Summary: This bill creates a rebuttable presumption for peace officers and firefighters who are diagnosed with post-traumatic stress disorder. This bill pertains to injuries sustained on or after January 1, 2020, and requires six months of employment unless the employee is exposed to a “sudden and extraordinary event.” Additionally, employees may file a claim up to five years after leaving employment depending on their length of service.
There are a few two-year bills that will be worth tracking. Those bills, along with the Authority’s position, are noted below.
AB 680 (Chu). Public safety dispatchers: mental health training.
Summary: This bill would require the Commission on Peace Officer Standards and Training, on or before January 1, 2021, to develop mental health training courses for state and local public safety dispatchers, incorporated in the dispatchers’ basic training course and as a continuous training course, that cover specified topics, including recognizing indicators of mental illness, intellectual disabilities, or substance use disorders, and conflict resolution and de-escalation techniques. The bill would require the Commission to develop these courses in consultation with specified groups and individuals. This bill would provide dispatchers with valuable training to help identify a mental health crisis and inform law enforcement how to appropriately approach the situation on the ground and provide important health intervention procedure for the person in crisis.
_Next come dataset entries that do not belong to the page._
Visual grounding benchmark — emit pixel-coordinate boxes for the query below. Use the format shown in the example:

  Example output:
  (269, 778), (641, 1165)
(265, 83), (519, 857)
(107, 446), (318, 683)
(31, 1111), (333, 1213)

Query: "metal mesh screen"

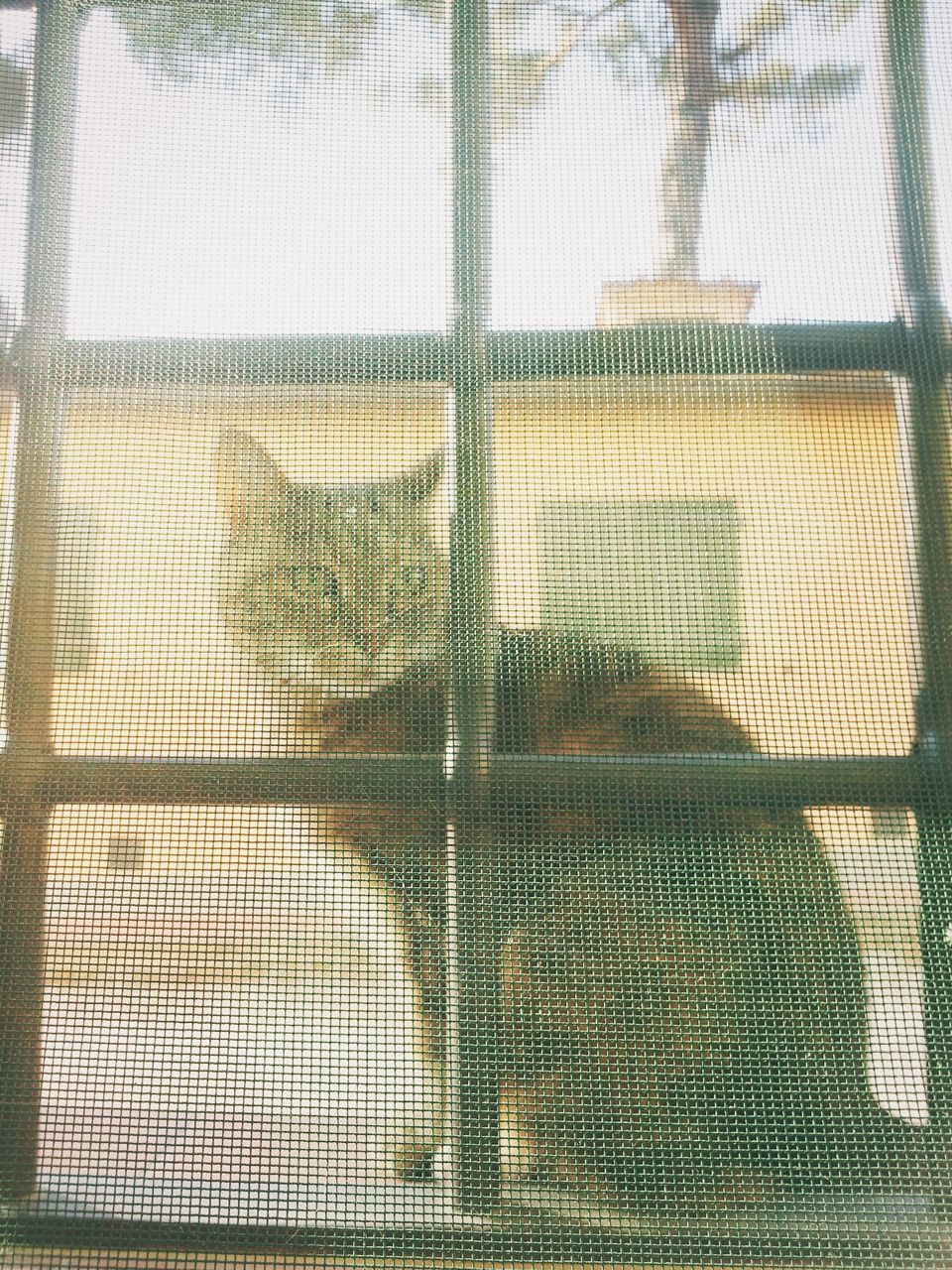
(0, 0), (952, 1267)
AB 932 (Low). Workers’ compensation: off-duty firefighters.
Position: Oppose unless amended
Summary: Current law grants workers’ compensation benefits to a firefighter, or the firefighter’s dependents, if the firefighter is injured, dies, or is disabled by proceeding to or engaging in a fire-suppression or rescue operation, of the protection of life or property, anywhere in California, but is not acting under the immediate supervision of the employer. This bill would expand the scope of this provision to apply when a firefighter engages in a fire-suppression or rescue operation, or the protection or preservation of life or property, outside of this state. The Authority would remove opposition if the bill is amended to include local discretion and also limit the types of out-of-state situations that would be covered by the measure in step with the provisions instituted by AB 1749.
AB 1107 (Chu). Workers’ compensation.
Summary: This bill would eliminate statutory language saying that an independent medical review decision that overturns the utilization review decision shall not be considered conclusive evidence of an unreasonable denial of medical benefits.
SB 416 (Hueso). Employment: workers’ compensation.
Summary: Current law establishes a workers’ compensation system to compensate employees for injuries sustained arising out of and in the course of their employment. Existing law designates illnesses and conditions that constitute a compensable injury for various employees, such as members of the Department of the California Highway Patrol, firefighters, and certain peace officers. These injuries include, but are not limited to, hernia, pneumonia, heart trouble, cancer, meningitis, and exposure to biochemical substances, when the illness or condition develops or manifests itself during a period when the officer or employee is in service of the employer, as specified. This bill would significantly expand eligibility for workers’ compensation presumption benefits that are limited in current law only to certain categories of peace officers.
The California State Legislature has a few upcoming dates that are worth noting.
January 24 is the last day for the Legislature to submit bill requests to the Office of Legislative Counsel, and January 31 is the last day for each house to pass bills introduced in that house in the odd-numbered year.
For new bills, February 21 is the last day for bills to be introduced. The Authority will continue to track both two-year bills and new bills during this second year of the 2019-20 legislative session.